I felt like I didn’t belong in Cookeville (at least not anymore). I felt all alone except for Twin, who was also having a really hard time. We spent a lot of our time taking care of each other because we were both miserable.

In the middle of all that – while I was complaining to God about not wanting to be where I was and not wanting to be nice to an also freaking-out Mary and not wanting to take the super hard tests I had coming up – The Other Ruth popped up.

“Read my story again,” she demanded.

Always ready for an excuse to not study, I told her I would and whipped out my Bible.

And almost fell out of my chair.

The Other Ruth was showing me up.

Her husband died. She left everything behind. She went to a completely foreign place where she probably wasn’t even welcomed because she was a Moabitess (or whatever the proper title for her is). She had to work to feed her and her mother-in-law.

She was humble. She was gracious. She was kind. She was patient. She was courageous. She was obedient. She was brave.

Yeah, she ended up getting married, but that’s not the point.

She stayed strong when she was somewhere, I imagine, she didn’t really want to be all the time. She took care of and was kind to her mother-in-law even though that probably wasn’t very easy all the time.
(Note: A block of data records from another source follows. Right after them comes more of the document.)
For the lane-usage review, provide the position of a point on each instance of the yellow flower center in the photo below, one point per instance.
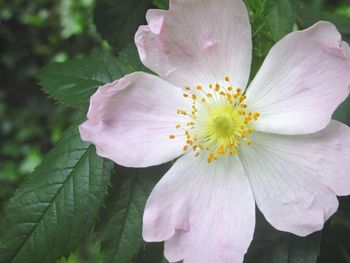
(219, 121)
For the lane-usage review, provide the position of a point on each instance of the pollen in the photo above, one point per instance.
(219, 121)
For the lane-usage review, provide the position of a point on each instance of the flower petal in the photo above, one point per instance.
(189, 45)
(295, 179)
(130, 120)
(304, 78)
(204, 212)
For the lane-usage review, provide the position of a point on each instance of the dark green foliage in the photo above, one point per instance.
(272, 246)
(121, 237)
(118, 20)
(73, 82)
(280, 18)
(54, 210)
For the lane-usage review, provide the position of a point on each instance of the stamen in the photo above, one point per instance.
(218, 122)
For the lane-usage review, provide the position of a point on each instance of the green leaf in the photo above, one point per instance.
(272, 246)
(73, 82)
(280, 18)
(54, 210)
(343, 112)
(121, 238)
(291, 249)
(118, 20)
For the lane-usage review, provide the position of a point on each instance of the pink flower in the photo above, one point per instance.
(273, 144)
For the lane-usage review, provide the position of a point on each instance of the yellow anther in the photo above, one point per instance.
(217, 126)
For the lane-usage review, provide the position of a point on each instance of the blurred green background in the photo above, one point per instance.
(34, 33)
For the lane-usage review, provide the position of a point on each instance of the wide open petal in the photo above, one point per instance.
(304, 78)
(205, 213)
(295, 179)
(130, 120)
(198, 42)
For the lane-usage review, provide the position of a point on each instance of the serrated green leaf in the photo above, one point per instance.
(57, 206)
(73, 82)
(118, 20)
(280, 18)
(121, 238)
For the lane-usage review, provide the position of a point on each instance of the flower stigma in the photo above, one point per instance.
(218, 120)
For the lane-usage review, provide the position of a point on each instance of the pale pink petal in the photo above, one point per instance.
(204, 212)
(295, 179)
(198, 42)
(304, 78)
(130, 120)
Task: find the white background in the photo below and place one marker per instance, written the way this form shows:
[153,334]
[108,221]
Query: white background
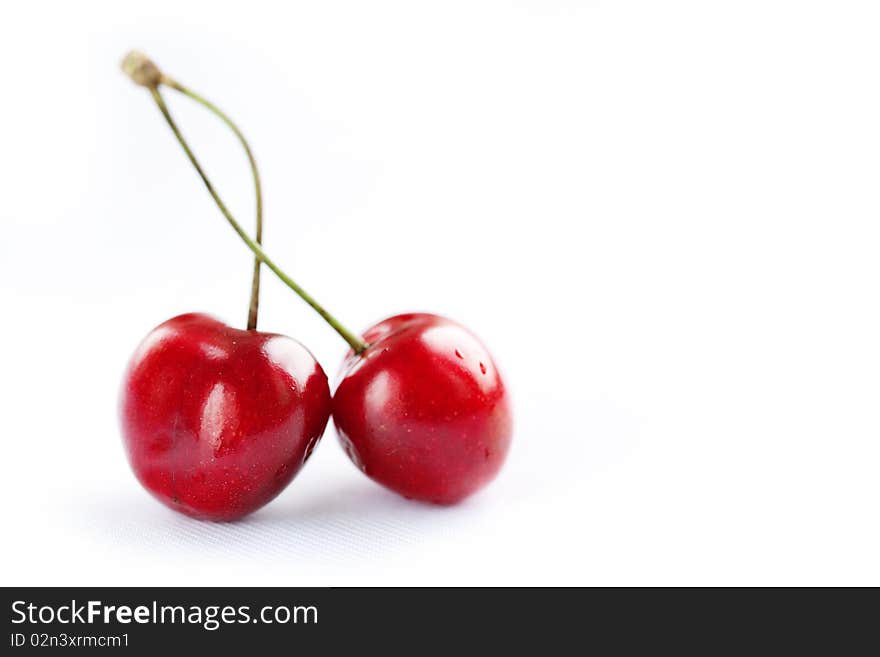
[662,217]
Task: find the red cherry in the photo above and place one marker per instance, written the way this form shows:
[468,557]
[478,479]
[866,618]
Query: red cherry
[216,420]
[423,410]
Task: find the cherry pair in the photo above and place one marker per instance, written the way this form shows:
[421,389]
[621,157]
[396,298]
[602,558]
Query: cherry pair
[217,420]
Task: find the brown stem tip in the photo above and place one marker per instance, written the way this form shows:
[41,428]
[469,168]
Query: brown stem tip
[141,69]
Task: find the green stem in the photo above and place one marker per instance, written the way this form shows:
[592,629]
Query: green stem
[254,307]
[356,343]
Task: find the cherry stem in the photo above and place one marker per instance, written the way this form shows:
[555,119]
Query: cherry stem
[254,307]
[144,72]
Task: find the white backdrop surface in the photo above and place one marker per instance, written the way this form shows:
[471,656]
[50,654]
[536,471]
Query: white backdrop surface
[661,217]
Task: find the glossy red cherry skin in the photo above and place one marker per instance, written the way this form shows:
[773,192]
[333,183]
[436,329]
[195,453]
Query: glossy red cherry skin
[217,421]
[423,411]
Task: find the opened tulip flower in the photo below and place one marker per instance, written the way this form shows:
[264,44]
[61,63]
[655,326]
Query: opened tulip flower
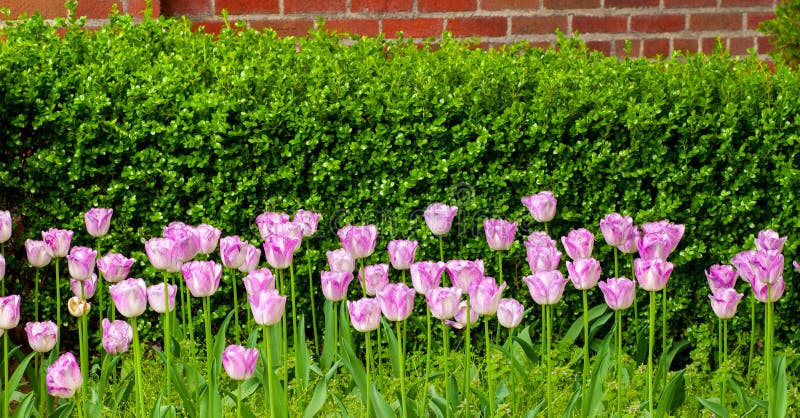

She was brave and strong and did what she had to do, knowing, the whole time, she wasn’t alone.

The Lord was with her. He took care of her. He sent her the people she needed when she needed them. He worked in her life. She stayed faithful. And, then look, she got to be the mom to the whole line of David.
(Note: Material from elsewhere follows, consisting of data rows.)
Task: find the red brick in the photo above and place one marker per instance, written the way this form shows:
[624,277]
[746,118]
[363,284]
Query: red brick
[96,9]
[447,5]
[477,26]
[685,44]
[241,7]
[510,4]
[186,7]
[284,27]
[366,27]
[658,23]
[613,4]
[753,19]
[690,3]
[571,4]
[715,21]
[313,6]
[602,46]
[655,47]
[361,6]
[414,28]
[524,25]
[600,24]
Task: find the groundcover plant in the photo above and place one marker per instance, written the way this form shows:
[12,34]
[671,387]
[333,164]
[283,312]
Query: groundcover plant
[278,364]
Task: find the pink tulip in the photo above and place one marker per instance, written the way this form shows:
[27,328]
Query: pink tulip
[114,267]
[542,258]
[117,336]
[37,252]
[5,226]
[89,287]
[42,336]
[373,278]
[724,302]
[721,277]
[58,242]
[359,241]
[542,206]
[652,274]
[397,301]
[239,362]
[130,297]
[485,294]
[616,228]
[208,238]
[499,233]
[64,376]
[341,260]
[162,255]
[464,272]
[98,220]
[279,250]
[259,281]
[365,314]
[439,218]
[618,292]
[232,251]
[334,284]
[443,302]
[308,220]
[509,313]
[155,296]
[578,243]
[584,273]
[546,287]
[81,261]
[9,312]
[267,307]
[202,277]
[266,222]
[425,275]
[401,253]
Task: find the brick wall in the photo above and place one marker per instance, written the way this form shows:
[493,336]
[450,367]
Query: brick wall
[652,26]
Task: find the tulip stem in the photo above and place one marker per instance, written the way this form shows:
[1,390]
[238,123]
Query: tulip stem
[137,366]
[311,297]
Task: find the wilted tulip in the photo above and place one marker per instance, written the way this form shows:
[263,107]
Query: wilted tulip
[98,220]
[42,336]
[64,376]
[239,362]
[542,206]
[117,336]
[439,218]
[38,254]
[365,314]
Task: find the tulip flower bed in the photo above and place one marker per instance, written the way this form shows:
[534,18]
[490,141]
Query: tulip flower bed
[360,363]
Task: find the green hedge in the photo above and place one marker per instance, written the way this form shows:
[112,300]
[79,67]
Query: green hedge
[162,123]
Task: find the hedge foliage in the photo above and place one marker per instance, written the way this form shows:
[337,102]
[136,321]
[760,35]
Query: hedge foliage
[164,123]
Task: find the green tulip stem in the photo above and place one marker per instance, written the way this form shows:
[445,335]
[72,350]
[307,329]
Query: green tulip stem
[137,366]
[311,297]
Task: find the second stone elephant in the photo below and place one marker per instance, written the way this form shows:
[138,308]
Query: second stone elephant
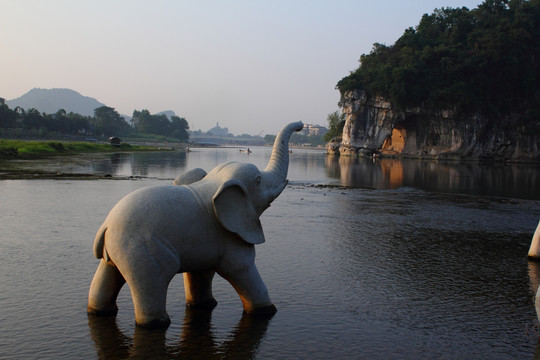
[203,224]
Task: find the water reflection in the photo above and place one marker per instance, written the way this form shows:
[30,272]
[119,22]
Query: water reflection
[197,340]
[521,181]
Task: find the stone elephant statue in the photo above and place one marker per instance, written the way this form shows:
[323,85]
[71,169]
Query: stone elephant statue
[200,225]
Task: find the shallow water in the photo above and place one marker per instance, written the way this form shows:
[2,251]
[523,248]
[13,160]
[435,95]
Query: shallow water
[414,260]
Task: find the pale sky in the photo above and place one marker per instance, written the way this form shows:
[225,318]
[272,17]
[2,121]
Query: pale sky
[253,66]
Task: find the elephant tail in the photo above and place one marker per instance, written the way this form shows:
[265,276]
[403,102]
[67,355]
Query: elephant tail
[99,244]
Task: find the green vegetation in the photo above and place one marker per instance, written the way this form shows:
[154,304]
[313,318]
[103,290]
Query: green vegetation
[336,122]
[144,122]
[31,149]
[485,60]
[105,123]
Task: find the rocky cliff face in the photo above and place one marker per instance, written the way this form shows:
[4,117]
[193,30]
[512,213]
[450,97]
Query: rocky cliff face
[374,127]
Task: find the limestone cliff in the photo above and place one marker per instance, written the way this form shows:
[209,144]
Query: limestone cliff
[373,127]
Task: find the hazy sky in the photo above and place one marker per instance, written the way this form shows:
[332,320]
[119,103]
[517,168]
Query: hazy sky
[253,66]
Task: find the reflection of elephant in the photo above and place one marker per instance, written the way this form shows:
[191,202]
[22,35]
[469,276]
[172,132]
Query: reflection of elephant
[197,340]
[207,223]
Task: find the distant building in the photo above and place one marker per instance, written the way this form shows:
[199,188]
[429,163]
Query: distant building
[317,130]
[218,131]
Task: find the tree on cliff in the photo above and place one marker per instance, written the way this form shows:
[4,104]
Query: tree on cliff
[482,60]
[336,122]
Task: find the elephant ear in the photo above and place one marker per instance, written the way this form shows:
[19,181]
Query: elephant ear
[234,211]
[189,177]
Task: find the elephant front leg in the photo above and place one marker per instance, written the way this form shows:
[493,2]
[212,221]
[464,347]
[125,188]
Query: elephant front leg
[104,290]
[198,289]
[252,291]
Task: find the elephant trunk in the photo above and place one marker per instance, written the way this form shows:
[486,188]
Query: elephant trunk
[279,160]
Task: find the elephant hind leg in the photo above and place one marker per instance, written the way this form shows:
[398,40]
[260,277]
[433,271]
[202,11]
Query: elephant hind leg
[198,289]
[104,290]
[150,303]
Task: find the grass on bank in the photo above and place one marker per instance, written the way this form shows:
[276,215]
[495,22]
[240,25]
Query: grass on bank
[29,149]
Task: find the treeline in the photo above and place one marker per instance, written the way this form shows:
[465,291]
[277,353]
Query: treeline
[106,122]
[483,60]
[299,140]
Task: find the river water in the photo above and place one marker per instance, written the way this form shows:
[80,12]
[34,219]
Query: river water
[364,259]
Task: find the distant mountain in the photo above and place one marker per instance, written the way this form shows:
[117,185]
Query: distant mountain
[51,100]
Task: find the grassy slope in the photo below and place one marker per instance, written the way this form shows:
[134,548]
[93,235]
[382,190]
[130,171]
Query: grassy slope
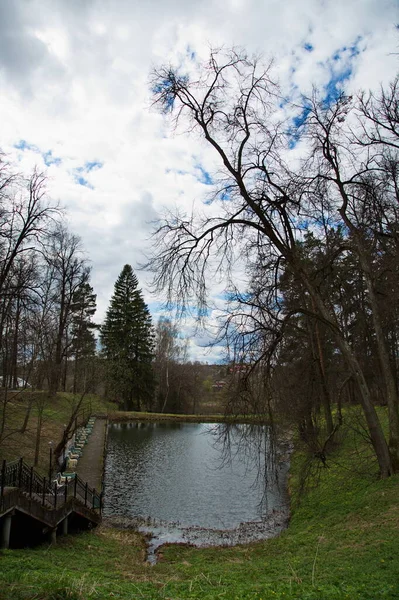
[56,413]
[342,543]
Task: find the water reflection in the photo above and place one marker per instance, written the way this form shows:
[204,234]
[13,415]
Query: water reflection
[212,476]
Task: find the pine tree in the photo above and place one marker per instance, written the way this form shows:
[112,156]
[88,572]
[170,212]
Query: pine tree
[127,341]
[83,339]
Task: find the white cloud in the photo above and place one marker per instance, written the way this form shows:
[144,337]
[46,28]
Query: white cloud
[74,82]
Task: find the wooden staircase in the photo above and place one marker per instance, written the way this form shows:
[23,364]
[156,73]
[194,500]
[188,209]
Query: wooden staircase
[24,494]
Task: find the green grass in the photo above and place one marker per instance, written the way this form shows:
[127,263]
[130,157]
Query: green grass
[56,413]
[342,543]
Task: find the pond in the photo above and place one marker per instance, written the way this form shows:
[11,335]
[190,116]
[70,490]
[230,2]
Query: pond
[199,483]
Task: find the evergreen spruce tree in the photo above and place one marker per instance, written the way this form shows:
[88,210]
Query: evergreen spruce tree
[83,347]
[127,341]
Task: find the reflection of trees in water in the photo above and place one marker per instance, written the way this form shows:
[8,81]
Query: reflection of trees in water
[256,447]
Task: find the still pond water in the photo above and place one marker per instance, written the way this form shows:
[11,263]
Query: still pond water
[200,483]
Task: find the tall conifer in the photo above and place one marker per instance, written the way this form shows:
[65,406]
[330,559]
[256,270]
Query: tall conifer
[127,340]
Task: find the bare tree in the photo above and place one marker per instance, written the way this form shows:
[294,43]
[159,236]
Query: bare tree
[262,200]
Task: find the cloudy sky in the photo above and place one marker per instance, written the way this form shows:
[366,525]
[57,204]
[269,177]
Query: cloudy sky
[75,101]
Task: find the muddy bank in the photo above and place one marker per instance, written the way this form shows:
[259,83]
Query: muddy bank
[158,533]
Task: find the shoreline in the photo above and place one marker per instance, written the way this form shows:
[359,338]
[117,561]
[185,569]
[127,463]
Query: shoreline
[134,416]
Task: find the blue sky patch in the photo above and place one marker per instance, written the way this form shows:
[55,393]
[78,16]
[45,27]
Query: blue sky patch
[91,166]
[334,87]
[49,159]
[205,176]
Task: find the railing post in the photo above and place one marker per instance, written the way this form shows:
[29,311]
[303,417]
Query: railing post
[3,481]
[20,472]
[31,482]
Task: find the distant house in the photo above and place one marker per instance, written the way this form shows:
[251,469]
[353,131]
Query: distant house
[21,383]
[219,385]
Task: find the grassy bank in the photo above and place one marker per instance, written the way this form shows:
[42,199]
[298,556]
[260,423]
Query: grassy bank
[125,417]
[342,543]
[56,412]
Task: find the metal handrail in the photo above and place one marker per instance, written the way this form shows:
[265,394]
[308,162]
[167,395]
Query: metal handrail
[20,475]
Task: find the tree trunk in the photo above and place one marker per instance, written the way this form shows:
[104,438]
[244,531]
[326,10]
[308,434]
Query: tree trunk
[374,426]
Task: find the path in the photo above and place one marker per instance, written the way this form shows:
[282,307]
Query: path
[91,463]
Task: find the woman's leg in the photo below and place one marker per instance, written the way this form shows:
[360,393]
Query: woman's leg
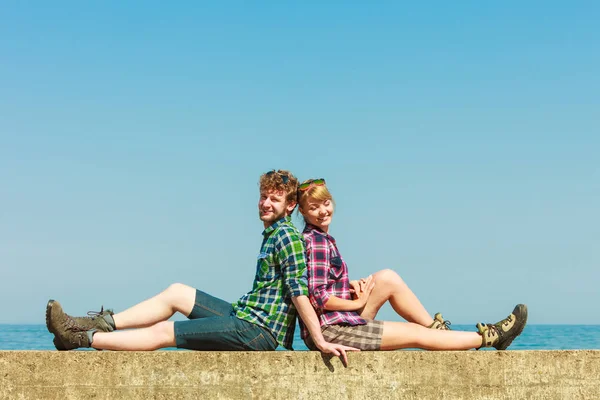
[157,336]
[402,335]
[177,297]
[390,287]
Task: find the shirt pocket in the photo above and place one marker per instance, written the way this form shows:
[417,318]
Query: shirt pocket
[265,267]
[336,268]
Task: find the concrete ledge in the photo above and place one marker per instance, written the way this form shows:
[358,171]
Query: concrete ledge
[300,375]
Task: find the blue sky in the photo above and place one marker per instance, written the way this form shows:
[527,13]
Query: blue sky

I am nothing like The Other Ruth. I am nowhere near the amazing person she was. I am, after all, complaining because I get to be at school and further my education so I can do what I want with my life.

I have so many things to learn from The Other Ruth. I need to learn to be content where I am. I need to learn to be brave in the face of things I don’t want to do. I need to learn to be humble. I need to learn to graciously take care of others around me who are struggling too. I need to learn to let God use me.

I’m proud to be named after The Other Ruth. She was a strong, courageous, smart, beautiful woman of God. I think I’m okay with my middle name now.

Probably. There’s still a tiny bit of me that thinks it’s a weird name, though.